I’m always wondering whether I can use a short period of time effectively for genealogy, so I was pretty happy to see this article come up during the week. You may have already seen it if you keep an eye on GSQ’s Facebook page.
Mostly, I’m keen to use time during my lunch break at work effectively so, as much as I like the idea of the writer’s first tip – scanning and labelling photographs (or documents) – this isn’t going to be a life-changer for me. (Though I should really spend a few fifteen minute slots at home doing exactly this! And by a few, I mean many.)

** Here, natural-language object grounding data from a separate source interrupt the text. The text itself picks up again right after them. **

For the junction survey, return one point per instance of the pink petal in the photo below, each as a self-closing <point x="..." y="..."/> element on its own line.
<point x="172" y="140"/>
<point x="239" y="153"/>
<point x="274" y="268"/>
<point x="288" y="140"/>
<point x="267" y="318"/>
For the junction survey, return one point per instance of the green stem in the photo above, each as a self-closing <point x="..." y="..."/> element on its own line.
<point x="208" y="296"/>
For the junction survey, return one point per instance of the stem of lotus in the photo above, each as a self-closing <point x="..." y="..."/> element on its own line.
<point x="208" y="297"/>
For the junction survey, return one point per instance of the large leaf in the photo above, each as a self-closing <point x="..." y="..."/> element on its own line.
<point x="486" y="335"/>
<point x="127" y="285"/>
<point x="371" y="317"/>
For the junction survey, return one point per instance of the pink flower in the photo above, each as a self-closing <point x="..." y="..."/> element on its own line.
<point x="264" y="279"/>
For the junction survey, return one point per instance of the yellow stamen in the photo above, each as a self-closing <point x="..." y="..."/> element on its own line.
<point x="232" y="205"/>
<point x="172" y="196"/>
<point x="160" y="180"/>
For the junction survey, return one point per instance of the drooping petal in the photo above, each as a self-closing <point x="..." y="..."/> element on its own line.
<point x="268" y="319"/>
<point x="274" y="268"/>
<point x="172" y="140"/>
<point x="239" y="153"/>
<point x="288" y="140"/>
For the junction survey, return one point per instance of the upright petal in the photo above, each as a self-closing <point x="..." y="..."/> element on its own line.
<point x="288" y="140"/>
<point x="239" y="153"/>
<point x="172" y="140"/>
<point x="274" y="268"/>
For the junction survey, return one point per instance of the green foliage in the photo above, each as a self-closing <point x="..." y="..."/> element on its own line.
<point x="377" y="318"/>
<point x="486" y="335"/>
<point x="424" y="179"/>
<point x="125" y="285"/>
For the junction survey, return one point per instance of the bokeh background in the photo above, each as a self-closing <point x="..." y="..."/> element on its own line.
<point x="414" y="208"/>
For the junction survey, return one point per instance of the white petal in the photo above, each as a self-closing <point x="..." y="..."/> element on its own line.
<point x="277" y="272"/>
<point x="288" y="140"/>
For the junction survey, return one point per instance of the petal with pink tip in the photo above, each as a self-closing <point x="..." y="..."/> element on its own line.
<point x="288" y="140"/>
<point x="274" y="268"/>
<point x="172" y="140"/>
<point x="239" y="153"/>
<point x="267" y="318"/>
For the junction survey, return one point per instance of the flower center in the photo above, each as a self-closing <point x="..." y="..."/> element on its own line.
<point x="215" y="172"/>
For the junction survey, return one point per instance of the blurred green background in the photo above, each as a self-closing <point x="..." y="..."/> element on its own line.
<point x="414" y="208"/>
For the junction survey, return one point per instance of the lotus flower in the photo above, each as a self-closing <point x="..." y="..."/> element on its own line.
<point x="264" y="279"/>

I’m also unlikely to transcribe a document while I’m at work, though I do like the other ideas presented. I do sometimes do small searches during my breaks. I wouldn’t say I limit them to a census search, like suggested in the article. I am more likely to quickly see what I might find on Trove for a particular ancestor; you could do the same in a subscription site. The only issue I’ve found with doing this is to make sure I bookmark, or email myself a link of anything worthwhile that I find so I can find it easily and have a proper look at it later. Doing a Google search, for either an ancestor, place or historical event could also fill in a short gap quite nicely.
I also sometimes add to my to-do list in my lunch break, though I have to get better at persistently using an app like Evernoteto keep it all together, rather than writing on a new scrap of paper each time.
I can’t say I would have thought to use my lunch breaks to record a memory, or more broadly, to write anything that I generally want to record about my family history. But why not? While fifteen or so minutes isn’t enough to write something substantial, it is certainly enough to make notes about a particular piece that I can write later, or to write a short draft that can be added to and rewritten. Perhaps I should be packing my notebook on the days I go to work. In fact, I might go and pack it now.
What about you? Do you have tips on how to use short gaps of time effectively for genealogy?